In the history of Chinese women, the T'ang dynasty is known not only for women who contended for political power, but also for women's educational texts. Two important female educational texts which became part of the Female Four Books, The Female Classic of the Filial Piety by Lady Cheng and The Female Analects by Lady Sung Jo-hua (also called Sung Jo hsin in some sources), were written during the T'ang. These two books, while both are of a Confucian nature, convey different images of women. This paper compares these two texts to study the changing perceptions of T'ang women. In doing so, it also studies the contemporary political, social and cultural developments which contributed to this change of view.

Written during the same dynasty one hundred years apart, these two books created two different worlds for women. The Female Classic of Filial Piety instructed the making of a wise and learned lady who was politically active. She studied Confucian classics, advised husbands of affairs of state, managed family and relatives, and served the in-laws with propriety. Female submissiveness and obedience preached by Pan Chao of the Han dynasty in the Female Admonition was missing in this text. The Female Analects, however, discussed weaving, cleaning, household work and the serving of parents, husband, and in-laws which the author considered to be the world of women. Women were not encouraged to study. Where they went, how they acted and what they said, were all sternly regulated. The women in the Female Analects, were molded into the Confucian submissive females of the inner quarters. As women were authors for both texts, the differences seem to derive from socio-political rather than from a gender perspective.
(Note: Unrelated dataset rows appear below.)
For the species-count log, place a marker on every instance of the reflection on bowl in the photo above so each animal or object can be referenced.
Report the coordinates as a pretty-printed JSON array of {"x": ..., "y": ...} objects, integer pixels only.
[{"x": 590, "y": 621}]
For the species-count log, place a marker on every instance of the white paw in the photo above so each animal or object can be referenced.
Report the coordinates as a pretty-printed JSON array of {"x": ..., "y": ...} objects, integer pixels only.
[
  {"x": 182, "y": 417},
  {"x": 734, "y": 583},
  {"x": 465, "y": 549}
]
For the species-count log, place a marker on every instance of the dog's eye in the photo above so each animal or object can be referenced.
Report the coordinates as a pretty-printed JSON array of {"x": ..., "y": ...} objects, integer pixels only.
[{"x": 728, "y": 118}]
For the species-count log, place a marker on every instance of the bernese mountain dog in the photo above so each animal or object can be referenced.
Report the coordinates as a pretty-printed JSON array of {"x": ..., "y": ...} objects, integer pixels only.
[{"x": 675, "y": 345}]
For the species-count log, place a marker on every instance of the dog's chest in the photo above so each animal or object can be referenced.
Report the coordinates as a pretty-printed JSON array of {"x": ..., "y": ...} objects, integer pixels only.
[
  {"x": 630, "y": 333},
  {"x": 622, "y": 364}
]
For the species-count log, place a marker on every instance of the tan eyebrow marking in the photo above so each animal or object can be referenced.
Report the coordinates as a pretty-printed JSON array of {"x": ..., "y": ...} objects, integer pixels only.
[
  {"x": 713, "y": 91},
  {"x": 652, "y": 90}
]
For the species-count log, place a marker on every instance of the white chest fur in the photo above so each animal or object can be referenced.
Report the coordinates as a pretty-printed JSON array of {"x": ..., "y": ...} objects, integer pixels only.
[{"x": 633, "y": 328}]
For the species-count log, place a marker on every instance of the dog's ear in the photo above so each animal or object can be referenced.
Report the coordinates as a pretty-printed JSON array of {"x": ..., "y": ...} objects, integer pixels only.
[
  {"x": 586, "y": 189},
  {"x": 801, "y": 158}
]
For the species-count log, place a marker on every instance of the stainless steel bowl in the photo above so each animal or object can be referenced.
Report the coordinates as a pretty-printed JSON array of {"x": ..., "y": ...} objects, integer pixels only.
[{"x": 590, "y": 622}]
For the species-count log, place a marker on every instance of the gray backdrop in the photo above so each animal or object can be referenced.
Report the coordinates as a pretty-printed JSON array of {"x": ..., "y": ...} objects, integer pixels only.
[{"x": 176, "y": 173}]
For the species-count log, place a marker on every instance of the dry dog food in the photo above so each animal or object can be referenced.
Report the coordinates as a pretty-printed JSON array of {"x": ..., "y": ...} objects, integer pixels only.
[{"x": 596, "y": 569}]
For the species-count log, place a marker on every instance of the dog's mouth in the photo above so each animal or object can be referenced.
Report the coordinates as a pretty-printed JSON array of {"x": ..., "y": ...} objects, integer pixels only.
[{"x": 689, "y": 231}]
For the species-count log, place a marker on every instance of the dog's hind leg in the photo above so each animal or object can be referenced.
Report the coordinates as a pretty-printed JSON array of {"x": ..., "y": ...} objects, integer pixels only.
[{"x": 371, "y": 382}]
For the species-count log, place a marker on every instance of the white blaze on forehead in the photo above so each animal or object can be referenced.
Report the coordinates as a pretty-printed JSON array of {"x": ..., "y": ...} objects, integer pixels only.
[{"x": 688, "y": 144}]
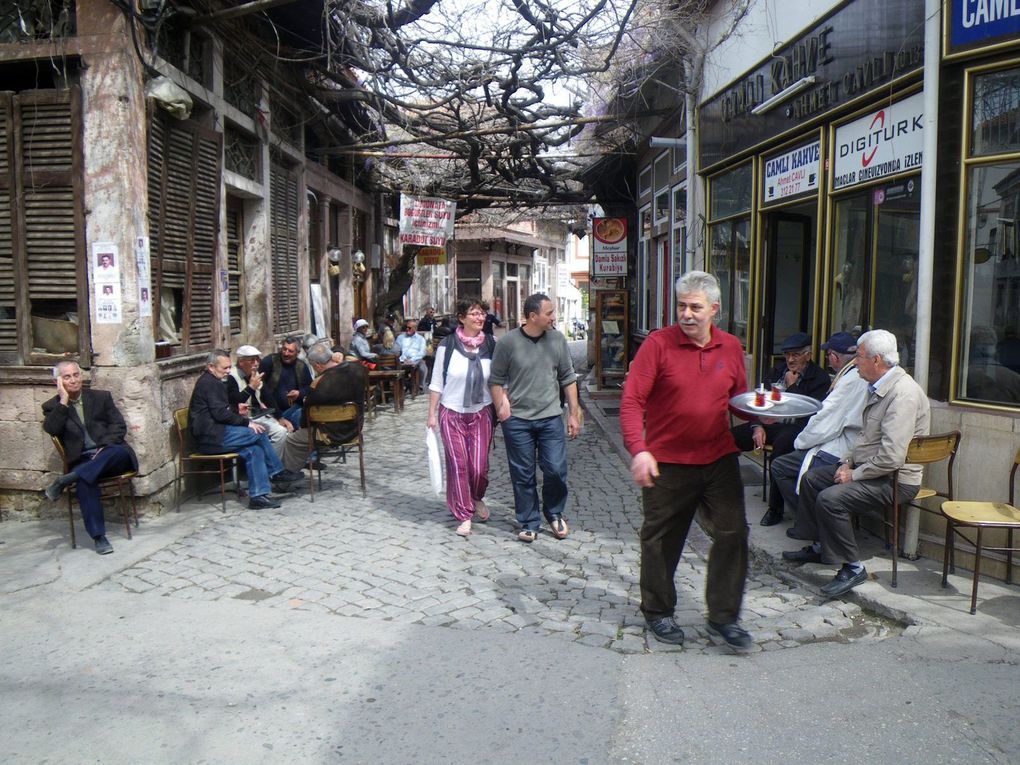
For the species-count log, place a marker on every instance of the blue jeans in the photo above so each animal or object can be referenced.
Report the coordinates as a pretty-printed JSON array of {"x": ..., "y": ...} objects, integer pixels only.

These two texts, with The Classic of Female Filial Piety written before the An-Shih rebellions (755-763) and The Female Analects afterwards, may be seen as reflections of two different socio-political climates-the early and later T'ang dynasty-polarized by the An-Shih Rebellions. This paper thus explores the connections between The Classic of Female Filial Piety and the prevailing political influence of the imperial women in early T'ang. It also studies The Female Analects with a number of mid-to-late T'ang developments, such as the dwindling of female political power, the reaction against influential women, the revival in Confucianism and the changing concepts of family ethics.

The process of Confucianization of female inevitably involved tension, contradiction and adjustment especially in the T'ang when females had already enjoyed considerable power and freedom. This paper also compares rules from The Female Analects to the conduct of Ts'ui Ying-ying, the female protagonist in "The Tale of Ying-ying," written some twenty years after the firm circulation of The Female Analects. Ying-ying's behavior becomes less enigmatic when seen in the light of the tension between the relatively open contemporary mores and a conservative Confucian education.